Stowell could scarcely find voice to reply. He remembered what he had advised Fenella to get Gell to do. Had Bessie told him?"

"I received Fenella's letter and of course I am taking up the defence. I've seen Bessie, too, and arranged everything. She's innocent and I'll fight for her to the last breath in my body. But look here—read this," he said, dragging a crumbled newspaper from his pocket, and handing it to Stowell with a trembling hand.

It was a copy of the day's insular paper containing a paragraph which said that the continued illness of the new Deemster would probably prevent him from presiding at the forthcoming sitting of the Court of General Gaol Delivery.

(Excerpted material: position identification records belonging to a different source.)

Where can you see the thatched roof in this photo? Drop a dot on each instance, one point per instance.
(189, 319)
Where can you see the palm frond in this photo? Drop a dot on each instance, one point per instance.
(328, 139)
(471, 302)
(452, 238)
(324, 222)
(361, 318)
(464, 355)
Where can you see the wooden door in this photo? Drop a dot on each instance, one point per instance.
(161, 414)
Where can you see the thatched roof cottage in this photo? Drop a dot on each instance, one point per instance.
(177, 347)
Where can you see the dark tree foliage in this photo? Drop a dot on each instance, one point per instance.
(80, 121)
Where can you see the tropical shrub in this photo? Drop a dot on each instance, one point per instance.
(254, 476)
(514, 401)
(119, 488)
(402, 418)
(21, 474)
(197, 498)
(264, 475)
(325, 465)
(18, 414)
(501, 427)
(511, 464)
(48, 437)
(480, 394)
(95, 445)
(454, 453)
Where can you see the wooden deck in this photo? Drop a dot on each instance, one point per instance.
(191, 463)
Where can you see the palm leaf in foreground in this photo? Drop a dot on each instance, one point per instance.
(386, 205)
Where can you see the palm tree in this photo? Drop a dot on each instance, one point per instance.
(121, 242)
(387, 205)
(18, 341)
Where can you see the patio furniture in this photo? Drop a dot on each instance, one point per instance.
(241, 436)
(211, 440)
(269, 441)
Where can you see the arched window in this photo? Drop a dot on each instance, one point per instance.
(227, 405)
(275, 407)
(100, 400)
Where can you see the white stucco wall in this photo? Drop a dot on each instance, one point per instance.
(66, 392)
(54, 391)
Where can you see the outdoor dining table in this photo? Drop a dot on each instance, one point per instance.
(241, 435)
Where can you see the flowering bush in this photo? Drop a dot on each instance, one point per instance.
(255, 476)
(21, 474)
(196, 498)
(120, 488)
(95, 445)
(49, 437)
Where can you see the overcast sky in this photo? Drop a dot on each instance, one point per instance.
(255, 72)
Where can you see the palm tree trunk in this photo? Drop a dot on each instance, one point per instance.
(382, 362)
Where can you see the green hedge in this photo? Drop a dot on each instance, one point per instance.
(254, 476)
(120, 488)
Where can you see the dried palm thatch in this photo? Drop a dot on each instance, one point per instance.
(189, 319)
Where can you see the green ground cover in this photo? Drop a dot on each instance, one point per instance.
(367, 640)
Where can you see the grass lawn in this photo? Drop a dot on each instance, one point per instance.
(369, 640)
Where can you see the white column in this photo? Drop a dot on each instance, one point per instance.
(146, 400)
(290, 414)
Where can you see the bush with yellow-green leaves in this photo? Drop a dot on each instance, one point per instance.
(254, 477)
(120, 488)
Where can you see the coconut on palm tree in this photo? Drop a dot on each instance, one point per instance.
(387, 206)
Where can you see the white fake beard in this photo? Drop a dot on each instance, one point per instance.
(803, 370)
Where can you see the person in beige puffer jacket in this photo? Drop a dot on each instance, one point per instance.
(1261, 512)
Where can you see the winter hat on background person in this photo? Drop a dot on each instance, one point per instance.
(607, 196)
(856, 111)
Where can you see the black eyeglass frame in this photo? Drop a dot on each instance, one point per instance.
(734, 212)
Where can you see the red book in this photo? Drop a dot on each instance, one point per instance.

"That's the first edition. When it was published at twelve o'clock I couldn't wait until the afternoon train, so I hired a horse from Fargher, the jobmaster, and I've galloped all the way. Don't tell me it's true."

Stowell answered in a low tone that perhaps it might have to be, whereupon Gell made a cry of dismay.

"Then God help my poor girl! It will be Taubman, and she'll not have a dog's chance with him."

Taubman was a brute—especially in cases of this kind. What did people say about him—that when he saw a woman in the dock he was like a cat who had seen a rat? It was true. He was always bullying the juries who showed humanity to girls in trouble.

"The infernal old blockhead! He has rheumatism in the legs, they say. I wish to heaven he had it in his throat, and it would choke him."

And then the barbarous old Statute! Practically repealed in every other country, but still capable of operation in the Isle of Man. Think of it! Five years, ten years, fifteen years—even death itself, perhaps!

"Stowell, we are old chums .... it's not right of me, I know that .... but for the sake of our old friendship, sit on Bessie's case yourself."